Wednesday, June 22, 2005

There’s this woman that comes in a couple of nights a week, I’ll call her “Kathy”. Kathy is 42 going on 22 and still has everything in all the right places. She’s simply a knockout. We’ve been playing this little hit on each other game for a long time and it finally ended up being something else—very discreet and totally awesome.

The problem is, Kathy’s 21 year old, gorgeous daughter just moved to town and she’s been hitting on me like crazy. Without making this sound like a Penthouse Forum Letter, I’m sure you get the idea that I have the chance to sleep with her daughter too but I could end up ruining the laid back fun I have with Kathy. Even worse, if her daughter knew I’d slept with her mom, it’d be over before it got started.

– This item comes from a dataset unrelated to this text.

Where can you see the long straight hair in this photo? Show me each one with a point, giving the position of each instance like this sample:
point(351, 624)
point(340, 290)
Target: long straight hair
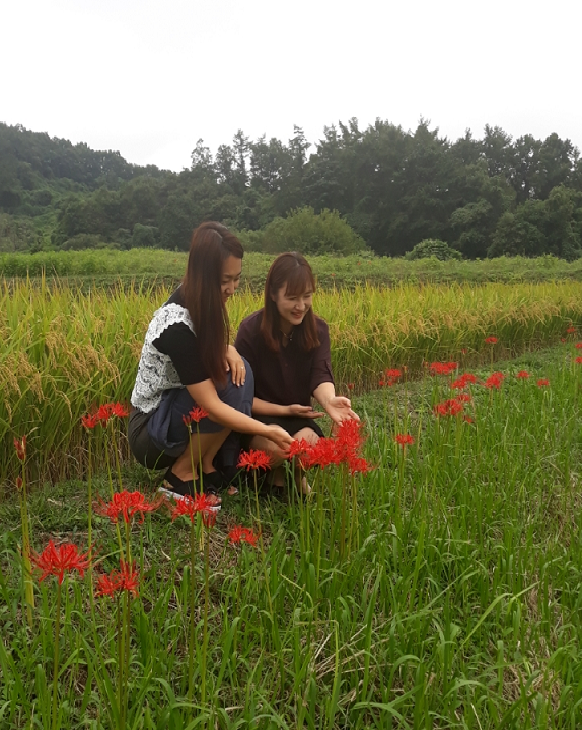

It’s all big fucking Springer disaster but help me out folks. There’s no way I’d date Kathy but I would love to date her daughter. How do I handle this without fucking it all up? To Cow/Calf Combo or not to Cow/Calf Combo, that is the question?

Tuesday, June 14, 2005

I hate frozen drinks. Actually, I don’t mind a stiff top-shelf margarita with a little salt on occasion but I do hate making them. Frozen drinks should be either made at home or sipped on a tropical beach. I’ve got too many real drinks to sling around on a given day/night without having to pause for the three gals from Missouri who each want to try a Pina Colada, Strawberry Daiquiri, and a Mudslide in differing orders. Hey, making drinks is my job (at least part of it) but selling snow-cones is for theme park vendors. Here are a few tips for those of you who like your habit frozen: (1) Know what you want before you order. Do you want salt or no salt? Frozen or on the rocks? And be able to name at least one brand of tequila. (2) Know what’s in what you’re drinking. If one more peanut head brings back their Strawberry Daiquiri because they don’t like rum, they’d better have on a red shirt. (3) Drink it really fast because I love it when the three brain cells you’re using all freeze up casting your face into a Jagermeister Advertisement. (4) Learn to drink like other grown-ups. (5) All will be forgiven if you tip well and smile nice.